Bench guide

Add arrows and annotations to a Mac screenshot

Point at the thing you actually want people to look at — with arrows, boxes, highlights, and text that don't look like they were drawn in 2008.

4 min read

You send a screenshot to a colleague and write “see the button on the left” — and then have to clarify which button on the left, because there are four. One arrow saves you three follow-up messages.

Two paths

The free way (built-in macOS Markup)

macOS’s Markup tool (the one tucked inside Preview and the screenshot floating preview) has the basics — shapes, text, a draw tool, a small palette of colours.

  1. Take a screenshot with ⌘⇧4. Click the floating preview that appears in the corner before it disappears.
  2. In the Markup toolbar, click the shapes button and pick the arrow.
  3. Drag to draw the arrow. Use the colour and line-thickness pickers to style it.
  4. Add a text box if you need a caption — click the T icon, drag a region, and type.
  5. Click Done to save the changes back into the screenshot.

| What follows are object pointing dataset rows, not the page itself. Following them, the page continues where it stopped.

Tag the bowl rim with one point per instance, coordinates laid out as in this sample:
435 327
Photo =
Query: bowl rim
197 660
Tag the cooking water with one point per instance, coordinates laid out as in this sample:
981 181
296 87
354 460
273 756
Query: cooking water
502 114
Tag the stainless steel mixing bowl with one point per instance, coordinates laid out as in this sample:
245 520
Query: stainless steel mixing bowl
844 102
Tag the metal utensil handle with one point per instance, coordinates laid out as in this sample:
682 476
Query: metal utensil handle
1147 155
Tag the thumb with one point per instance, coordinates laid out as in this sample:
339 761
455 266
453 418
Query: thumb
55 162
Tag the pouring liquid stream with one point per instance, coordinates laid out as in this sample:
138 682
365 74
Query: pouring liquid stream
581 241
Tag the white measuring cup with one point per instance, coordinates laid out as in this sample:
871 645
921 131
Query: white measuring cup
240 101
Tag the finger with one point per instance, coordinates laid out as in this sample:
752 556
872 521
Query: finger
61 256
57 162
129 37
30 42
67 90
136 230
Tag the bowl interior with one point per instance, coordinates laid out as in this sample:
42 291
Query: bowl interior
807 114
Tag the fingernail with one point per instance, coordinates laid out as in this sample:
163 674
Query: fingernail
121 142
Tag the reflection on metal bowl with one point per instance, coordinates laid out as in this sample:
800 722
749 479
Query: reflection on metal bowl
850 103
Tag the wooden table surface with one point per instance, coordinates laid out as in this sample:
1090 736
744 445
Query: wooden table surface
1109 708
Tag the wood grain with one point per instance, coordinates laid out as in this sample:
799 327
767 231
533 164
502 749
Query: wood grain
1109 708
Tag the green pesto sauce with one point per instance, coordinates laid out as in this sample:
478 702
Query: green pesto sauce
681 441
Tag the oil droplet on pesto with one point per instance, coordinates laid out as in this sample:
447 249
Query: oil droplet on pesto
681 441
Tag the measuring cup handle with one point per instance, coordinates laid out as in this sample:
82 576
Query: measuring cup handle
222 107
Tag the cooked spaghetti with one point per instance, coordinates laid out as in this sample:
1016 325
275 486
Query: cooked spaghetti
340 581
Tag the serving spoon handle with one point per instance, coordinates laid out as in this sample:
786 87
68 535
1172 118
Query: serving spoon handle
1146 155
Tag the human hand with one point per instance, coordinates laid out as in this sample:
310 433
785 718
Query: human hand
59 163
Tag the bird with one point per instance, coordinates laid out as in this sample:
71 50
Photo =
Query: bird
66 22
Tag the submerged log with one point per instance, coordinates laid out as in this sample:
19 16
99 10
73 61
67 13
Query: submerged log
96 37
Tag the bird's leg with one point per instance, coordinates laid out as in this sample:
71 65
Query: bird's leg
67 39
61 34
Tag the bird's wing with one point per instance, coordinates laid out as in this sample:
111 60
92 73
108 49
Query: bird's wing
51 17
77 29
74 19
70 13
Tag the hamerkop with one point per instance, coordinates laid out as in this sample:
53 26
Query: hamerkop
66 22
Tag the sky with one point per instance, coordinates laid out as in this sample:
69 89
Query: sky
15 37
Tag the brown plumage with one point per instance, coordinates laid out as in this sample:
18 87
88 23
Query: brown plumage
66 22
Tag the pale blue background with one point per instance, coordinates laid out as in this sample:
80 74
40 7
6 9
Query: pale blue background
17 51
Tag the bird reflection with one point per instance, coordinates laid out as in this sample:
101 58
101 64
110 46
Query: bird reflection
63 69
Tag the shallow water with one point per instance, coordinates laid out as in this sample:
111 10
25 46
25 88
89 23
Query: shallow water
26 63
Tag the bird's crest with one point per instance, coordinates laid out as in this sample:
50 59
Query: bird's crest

This works. The downsides: only one arrow style, no proper highlight tool, and once you save, every annotation is flattened into pixels. Change your mind about the arrow position later and you’ll be re-cropping and redrawing.

The Bench way

Bench’s editor opens automatically after every capture and gives you a richer set of tools — and every annotation stays editable forever.

  1. Take a screenshot with ⌘⇧2 (area) or ⌘⇧1 (full screen). The editor opens.
  2. Click the Arrow tool. Drag from where the arrow should start to where it should point. Pick a style — classic, tapered, line, thick, or double-ended — from the inspector.
  3. Use the Rectangle or Oval tools to box things in. Use Highlight to draw a semi-transparent emphasis stroke over text.
  4. Add captions with the Text tool. Use the Pen for freehand scribbles when you want to circle something organically.
  5. Click any annotation later to move it, recolour it, change its style, or delete it. Nothing is baked in until you share.

Two small tips that pay off:

When you’re done, hit Share. Bench Cloud bakes in the annotations on export and gives you a bnch.sh/… link with an unguessable code. If you want the version with a different annotation set later, edit and re-share — the original PNG and the annotations stay on your Mac, untouched.